今日の朝はすがすがしい久しぶりの晴天でした。うらやましい(´・_・`)
@hasyama さんの投稿…
長岡君へ
爽やかという点では、文句なしです。シーイングがもう一歩でしたが・・・(贅沢)
この黒点自体は大きいのですが、それ以外が見当たらないのが残念でした。

米山誠一 さんの投稿…
肉眼黒点となり、Mクラスのフレアーを連発した2371群の拡大画像、迫力満点で見応え十分です。
PSTの改造、接続方法と紫外線・赤外線の遮断ですね。その様な課題の解決方法を考えるのが大好きなので、この週末は天気が悪くても退屈しなくて済みそうです。
@hasyama さんの投稿…
ヨネヤンさんへ
2371群ですが、そのまま衰退するかとおもいきや、昨日もM7.9のフレアーが発生したようですね。
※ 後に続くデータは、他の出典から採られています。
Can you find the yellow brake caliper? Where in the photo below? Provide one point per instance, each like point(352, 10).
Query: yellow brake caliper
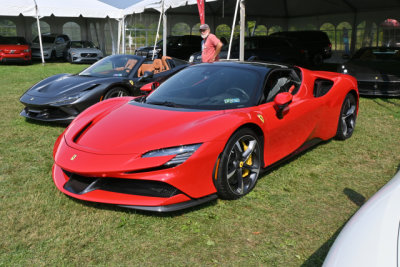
point(249, 161)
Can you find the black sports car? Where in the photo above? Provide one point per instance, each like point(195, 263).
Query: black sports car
point(62, 97)
point(377, 70)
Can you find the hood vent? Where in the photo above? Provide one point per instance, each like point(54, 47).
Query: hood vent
point(80, 133)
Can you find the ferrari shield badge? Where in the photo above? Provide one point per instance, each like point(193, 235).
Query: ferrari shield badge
point(261, 118)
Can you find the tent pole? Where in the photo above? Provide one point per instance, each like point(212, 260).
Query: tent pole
point(233, 30)
point(158, 29)
point(242, 29)
point(165, 33)
point(39, 32)
point(123, 35)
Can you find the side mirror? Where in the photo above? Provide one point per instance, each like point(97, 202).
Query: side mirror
point(346, 56)
point(146, 75)
point(282, 101)
point(149, 87)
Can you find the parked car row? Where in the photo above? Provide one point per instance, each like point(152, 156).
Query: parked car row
point(15, 49)
point(55, 46)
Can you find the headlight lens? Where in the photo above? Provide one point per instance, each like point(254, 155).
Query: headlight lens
point(69, 99)
point(182, 153)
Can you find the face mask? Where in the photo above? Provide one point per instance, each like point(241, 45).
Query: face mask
point(204, 35)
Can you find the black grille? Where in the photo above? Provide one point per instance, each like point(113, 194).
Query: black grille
point(78, 184)
point(45, 113)
point(88, 55)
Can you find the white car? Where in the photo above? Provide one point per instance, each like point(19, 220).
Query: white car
point(371, 236)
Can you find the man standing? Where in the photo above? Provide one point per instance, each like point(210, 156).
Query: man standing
point(210, 46)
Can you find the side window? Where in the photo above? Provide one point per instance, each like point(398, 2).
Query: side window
point(60, 40)
point(283, 80)
point(321, 87)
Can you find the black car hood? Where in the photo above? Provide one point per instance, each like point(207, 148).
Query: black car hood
point(365, 69)
point(64, 84)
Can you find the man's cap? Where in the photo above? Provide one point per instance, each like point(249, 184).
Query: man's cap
point(204, 27)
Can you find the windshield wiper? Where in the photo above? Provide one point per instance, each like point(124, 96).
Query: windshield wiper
point(165, 103)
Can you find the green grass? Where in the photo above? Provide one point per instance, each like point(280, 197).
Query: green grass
point(290, 219)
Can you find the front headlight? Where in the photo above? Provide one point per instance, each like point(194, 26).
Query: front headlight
point(182, 153)
point(69, 99)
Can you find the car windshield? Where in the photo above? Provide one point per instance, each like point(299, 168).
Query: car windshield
point(383, 53)
point(45, 39)
point(13, 40)
point(112, 66)
point(209, 87)
point(82, 44)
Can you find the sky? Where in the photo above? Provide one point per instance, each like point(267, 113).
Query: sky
point(120, 3)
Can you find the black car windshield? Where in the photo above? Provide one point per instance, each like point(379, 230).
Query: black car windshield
point(45, 39)
point(82, 44)
point(112, 66)
point(209, 87)
point(379, 53)
point(13, 40)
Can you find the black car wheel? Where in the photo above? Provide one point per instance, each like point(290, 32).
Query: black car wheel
point(347, 119)
point(53, 56)
point(116, 92)
point(239, 166)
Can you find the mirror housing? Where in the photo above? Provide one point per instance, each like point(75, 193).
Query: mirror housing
point(282, 101)
point(146, 75)
point(149, 87)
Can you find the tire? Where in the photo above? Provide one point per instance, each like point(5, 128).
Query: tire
point(239, 166)
point(53, 56)
point(116, 92)
point(347, 118)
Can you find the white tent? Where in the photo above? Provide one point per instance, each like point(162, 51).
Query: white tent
point(70, 8)
point(161, 6)
point(46, 8)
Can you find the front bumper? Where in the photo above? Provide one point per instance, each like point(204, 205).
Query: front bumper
point(148, 186)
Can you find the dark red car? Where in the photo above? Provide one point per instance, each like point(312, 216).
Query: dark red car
point(204, 133)
point(15, 49)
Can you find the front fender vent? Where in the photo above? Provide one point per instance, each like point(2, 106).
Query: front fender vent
point(322, 87)
point(79, 134)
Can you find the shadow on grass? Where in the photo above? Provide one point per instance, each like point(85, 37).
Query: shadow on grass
point(172, 214)
point(318, 257)
point(354, 196)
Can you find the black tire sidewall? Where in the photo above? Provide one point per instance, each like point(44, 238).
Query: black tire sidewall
point(221, 182)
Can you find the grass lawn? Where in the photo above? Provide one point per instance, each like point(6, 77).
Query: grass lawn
point(291, 218)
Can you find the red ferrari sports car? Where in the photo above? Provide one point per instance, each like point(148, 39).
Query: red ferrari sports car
point(204, 133)
point(15, 49)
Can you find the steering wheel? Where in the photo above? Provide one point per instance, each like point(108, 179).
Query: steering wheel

天気がなんなんで、連続して撮影できないのが残念です。
今のところ、この群が沈むと次の対象が無いですね。また、寂しい状態になりそうです。
じろー さんの投稿…
 この迫力、しびれますね・・・。眼視でもこれくらい拡大してみたいものです。

 PST改造、日本ではあまり紹介されていないので、非常に楽しみです。しかし
DayStarのERFがIRを切ってないとは知りませんでした。眼視用に使うならHOYA
のHA-15,HA-30とかSchottのKG-3,KG-5あたりの熱線吸収ガラス(このへんの
ガラスだと2umくらいまでは透過しなかったと思います)のフィルタを入れないと
やばそうな気が・・・。BaaderのD-ERFは1400nmぐらいから透過率が上がって
くるのがちょっと気になりますし。
@hasyama さんの投稿…
じろーさんへ
画像処理でそこそこコントラストを上げていますから、目ではここまで見えないんですよね。木星の表面模様を見ている感じが近いです。プロミネンスは綺麗に見えるのですが、倍率を上げるとやっぱり暗いんですよね。PSTの改造は、プロミネンスを高倍率で明るく見たいという思いからはじめました。
あと、熱線カットフィルターの情報ありがとうございました。KG-3は手配しているのですが、HOYAの製品は知りませんでした。表面を光学研磨しているというのが良いですね。次のBlogのネタにさせていただきます。ありがとうございました。